Teresa Stratas, née Anastasia Stratakis, soprano (b at Toronto 26 May 1938). Daughter of Greek immigrant restaurateurs, Stratas began as a singer of Greek pop songs and had ambitions of becoming a nightclub singer.

Stratas, Teresa

Teresa Stratas, née Anastasia Stratakis, soprano (b at Toronto 26 May 1938). Daughter of Greek immigrant restaurateurs, Stratas began as a singer of Greek pop songs and had ambitions of becoming a nightclub singer. However, after studies at Toronto's ROYAL CONSERVATORY OF MUSIC in 1954-1958, she won the prestigious Eaton Graduating Scholarship, made her operatic debut as Mimi in La Bohème at the 1958 Toronto Opera Festival and was co-winner of the Metropolitan Opera auditions in March 1959. After her debut at the Met in 1959, Stratas sang more than 40 major roles there. She appeared at Vancouver's International Festival in 1960 and sang Desdemona in Otello at EXPO 67.

Among her many international appearances, Stratas sang at La Scala, the Bolshoi Opera, the Vienna State Opera, Covent Garden, the Deutsche Oper Berlin, the Bavarian State Opera, the San Francisco Opera and the Salzburg Festival. At the Paris Opera, May 1979, she performed the title role in the premiere of the complete version of Alban Berg's Lulu.

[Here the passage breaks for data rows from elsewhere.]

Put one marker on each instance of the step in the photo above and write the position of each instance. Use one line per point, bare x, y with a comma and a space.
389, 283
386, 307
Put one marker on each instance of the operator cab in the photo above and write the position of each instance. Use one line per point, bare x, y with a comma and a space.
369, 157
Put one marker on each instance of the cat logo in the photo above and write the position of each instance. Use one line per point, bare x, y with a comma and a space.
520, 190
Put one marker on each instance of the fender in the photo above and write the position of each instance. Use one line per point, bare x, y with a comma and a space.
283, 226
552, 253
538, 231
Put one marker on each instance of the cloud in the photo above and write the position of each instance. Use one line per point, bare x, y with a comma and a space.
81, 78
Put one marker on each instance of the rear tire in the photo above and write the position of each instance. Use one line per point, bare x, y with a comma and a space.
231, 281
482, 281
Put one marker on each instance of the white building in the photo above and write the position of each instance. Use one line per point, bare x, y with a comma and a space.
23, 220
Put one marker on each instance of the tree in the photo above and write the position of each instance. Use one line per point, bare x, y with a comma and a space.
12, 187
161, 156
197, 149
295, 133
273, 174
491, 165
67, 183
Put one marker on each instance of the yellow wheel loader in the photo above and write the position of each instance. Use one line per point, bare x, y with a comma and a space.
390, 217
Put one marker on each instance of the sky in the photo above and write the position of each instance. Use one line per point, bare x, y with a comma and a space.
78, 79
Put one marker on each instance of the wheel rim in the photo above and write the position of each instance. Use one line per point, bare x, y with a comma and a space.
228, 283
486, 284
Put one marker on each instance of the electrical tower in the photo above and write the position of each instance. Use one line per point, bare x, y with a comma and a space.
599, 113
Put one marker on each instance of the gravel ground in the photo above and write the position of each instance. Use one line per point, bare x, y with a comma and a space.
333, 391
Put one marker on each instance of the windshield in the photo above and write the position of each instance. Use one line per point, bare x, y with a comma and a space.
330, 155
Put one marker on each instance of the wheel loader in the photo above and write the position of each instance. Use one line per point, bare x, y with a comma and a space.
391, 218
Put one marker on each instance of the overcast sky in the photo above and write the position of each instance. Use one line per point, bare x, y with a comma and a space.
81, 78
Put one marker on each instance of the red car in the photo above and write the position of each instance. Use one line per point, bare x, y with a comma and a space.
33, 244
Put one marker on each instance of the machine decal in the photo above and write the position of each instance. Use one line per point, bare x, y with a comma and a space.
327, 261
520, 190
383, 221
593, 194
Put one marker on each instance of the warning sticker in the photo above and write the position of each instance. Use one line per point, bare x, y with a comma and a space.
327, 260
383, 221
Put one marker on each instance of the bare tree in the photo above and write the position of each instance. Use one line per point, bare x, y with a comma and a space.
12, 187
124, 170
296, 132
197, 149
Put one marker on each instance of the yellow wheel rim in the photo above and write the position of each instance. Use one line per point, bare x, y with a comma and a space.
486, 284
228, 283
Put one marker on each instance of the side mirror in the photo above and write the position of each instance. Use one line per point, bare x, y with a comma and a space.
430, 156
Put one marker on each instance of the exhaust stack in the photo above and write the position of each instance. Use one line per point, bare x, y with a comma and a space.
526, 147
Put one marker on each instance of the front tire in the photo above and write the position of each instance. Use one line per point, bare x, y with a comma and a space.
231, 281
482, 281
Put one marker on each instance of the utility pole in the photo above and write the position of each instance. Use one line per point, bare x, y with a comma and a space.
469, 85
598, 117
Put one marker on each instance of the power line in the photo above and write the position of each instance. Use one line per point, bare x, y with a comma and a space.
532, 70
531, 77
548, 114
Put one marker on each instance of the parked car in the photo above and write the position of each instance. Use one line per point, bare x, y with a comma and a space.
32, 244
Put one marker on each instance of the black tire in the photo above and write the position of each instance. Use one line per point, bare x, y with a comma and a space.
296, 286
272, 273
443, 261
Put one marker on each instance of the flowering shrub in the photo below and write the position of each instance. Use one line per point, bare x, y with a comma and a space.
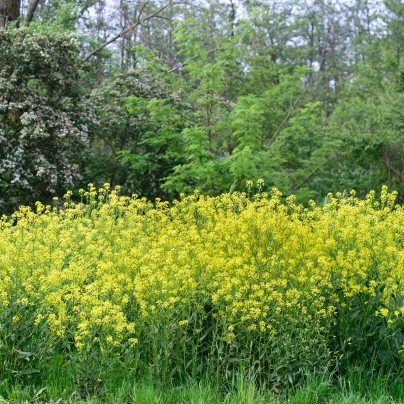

She appeared in Norman CAMPBELL's CBC television production of La Rondine (1972) and in numerous opera films and videos, including Franco Zeffirelli's La Traviata (1983), and in a New York musical, Rags (1986), for which she received a Tony Award nomination for best actress in a musical. In 1991 she created the role of Marie Antoinette in the Metropolitan's premiere of John Corigliano's The Ghosts of Versailles. Her many recordings include Berg's Lulu, Mozart's Così fan tutte, Verdi's Otello and the widely acclaimed The Unknown Kurt Weill.

Stratas's lyric soprano voice combined with her powerful stage persona ensured performances that were rich in subtlety and intelligence. Injury to her vocal apparatus resulting from a surgical procedure in 1995 has curtained her performing career. She became an Officer in the Order of Canada in 1972, was named artist of the year by the Canadian Music Council in 1980, and was presented with a Governor General's Performing Arts Award in 2000. In 1981 she travelled to India, where she joined Mother Teresa to care for the terminally ill, and later the same year she turned her attention to nursing Lotte Lenya in her last days.